The captain went back into the control room, and the radio officer went forward. The submarine nosed her way forward with the hull just awash, feeling her way to Santa Maria at a slow speed in the bright sunlight of the spring afternoon, ready to stop engines immediately and blow tanks if she hit any obstruction. They went very cautiously, and it was about five o'clock in the afternoon when she finally lay to off the jetty of the island, in six fathoms of water.

Dwight went forward, and found Lieutenant Sunderstrom sitting in the radiation suit complete but for the helmet and the pack of oxygen bottles, smoking a cigarette. 'Okay, fella,' he said. 'Off you go.'

The young man stubbed out his cigarette and stood while a couple of men adjusted the helmet and the harness of the pack. He tested the air, glanced at the pressure gauge, elevated one thumb, and climbed into the escape trunk, closing the door behind him.

Out on deck he stretched and breathed deeply, relishing the sunlight and the escape from the hull. Then he raised a hatch of the superstructure and pulled out the dinghy pack, stripped off the plastic sealing strips, unfolded the dinghy, and pressed the lever of the air bottle that inflated it. He tied the painter and lowered the rubber boat into the water, took the paddle and led the boat aft to the steps beside the conning tower. He clambered down into it, and pushed off from the submarine.

The boat was awkward to manoeuvre with the single paddle, and it took him ten minutes to reach the jetty. He made it fast and clambered up the ladder; as he began to walk towards the shore he heard one blast from the siren of the submarine.
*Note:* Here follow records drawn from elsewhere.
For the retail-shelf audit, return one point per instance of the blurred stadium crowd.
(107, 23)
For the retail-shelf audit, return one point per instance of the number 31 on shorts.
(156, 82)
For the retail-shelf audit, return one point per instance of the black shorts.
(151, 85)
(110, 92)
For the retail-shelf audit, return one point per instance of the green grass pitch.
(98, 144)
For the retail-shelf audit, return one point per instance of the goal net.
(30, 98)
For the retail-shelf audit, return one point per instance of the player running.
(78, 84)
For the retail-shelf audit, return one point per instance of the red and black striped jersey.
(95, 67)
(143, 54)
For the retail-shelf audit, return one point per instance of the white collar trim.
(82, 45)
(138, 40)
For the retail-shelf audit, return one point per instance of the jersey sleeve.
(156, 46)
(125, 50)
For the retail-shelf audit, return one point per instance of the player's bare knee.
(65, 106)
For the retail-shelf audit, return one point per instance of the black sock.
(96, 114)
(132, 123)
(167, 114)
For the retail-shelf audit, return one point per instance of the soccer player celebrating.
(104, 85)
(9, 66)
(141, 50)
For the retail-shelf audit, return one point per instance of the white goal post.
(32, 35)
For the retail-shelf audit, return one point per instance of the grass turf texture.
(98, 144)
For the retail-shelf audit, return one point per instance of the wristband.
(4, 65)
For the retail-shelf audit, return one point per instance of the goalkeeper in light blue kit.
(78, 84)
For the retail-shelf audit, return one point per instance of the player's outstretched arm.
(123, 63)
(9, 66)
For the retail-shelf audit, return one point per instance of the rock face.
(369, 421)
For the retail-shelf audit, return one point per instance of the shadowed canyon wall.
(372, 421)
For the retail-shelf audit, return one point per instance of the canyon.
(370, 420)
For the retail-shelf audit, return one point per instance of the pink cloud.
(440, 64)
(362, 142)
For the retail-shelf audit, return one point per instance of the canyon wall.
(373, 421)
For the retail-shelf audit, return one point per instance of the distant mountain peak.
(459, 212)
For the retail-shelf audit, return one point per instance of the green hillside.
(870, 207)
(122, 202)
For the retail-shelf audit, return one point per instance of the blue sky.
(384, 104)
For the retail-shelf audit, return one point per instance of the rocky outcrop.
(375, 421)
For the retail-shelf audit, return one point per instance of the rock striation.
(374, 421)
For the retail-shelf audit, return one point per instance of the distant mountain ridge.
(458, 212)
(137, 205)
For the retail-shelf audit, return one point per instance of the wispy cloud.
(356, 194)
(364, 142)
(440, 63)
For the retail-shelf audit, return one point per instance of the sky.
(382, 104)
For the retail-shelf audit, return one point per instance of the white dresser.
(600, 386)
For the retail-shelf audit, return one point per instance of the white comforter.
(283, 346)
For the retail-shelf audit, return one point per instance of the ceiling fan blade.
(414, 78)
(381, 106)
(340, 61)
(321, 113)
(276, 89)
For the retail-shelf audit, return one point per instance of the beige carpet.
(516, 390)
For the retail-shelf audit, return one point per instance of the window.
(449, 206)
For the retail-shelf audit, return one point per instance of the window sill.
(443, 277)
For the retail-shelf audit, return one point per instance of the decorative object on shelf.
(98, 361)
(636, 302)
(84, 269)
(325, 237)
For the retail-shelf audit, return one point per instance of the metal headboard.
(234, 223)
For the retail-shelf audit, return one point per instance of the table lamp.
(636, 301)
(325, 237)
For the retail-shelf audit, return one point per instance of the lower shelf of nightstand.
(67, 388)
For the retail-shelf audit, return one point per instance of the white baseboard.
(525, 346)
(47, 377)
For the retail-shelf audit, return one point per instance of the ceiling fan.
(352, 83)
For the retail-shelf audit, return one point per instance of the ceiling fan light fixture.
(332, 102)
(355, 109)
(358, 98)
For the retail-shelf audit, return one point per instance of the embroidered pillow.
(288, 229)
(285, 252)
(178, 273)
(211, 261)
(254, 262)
He turned and waved, and walked on.

He came to a group of grey painted buildings, stores of some kind. There was a weatherproof electric switch upon an outside wall; he went to it and turned it, and a lamp above his head lit up. He turned it off again, and went on.

He came to a latrine. He paused, then crossed the road, and looked in. A body in khaki gabardine lay half in and half out of one of the compartments, much decomposed. It was no more than he had expected to see, but the sight was sobering. He left it, and went on up the road.

The communications school lay over on the right, in buildings by itself. This was the part of the installation that he knew, but that was not what he had come to see. The coding office lay to the left, and near the coding office the main transmitting office would almost certainly be located.

He entered the brick building that was the coding office, and stood in the hallway trying the doors. Every door was locked except for two that led into the toilets. He did not go in there.

He went out and looked around. A transformer station with a complex of wires and insulators attracted his attention, and he followed the wiring to another two-storey, wooden office building. As he approached he heard the hum of an electrical machine running, and at the same moment the siren of the submarine sounded two blasts.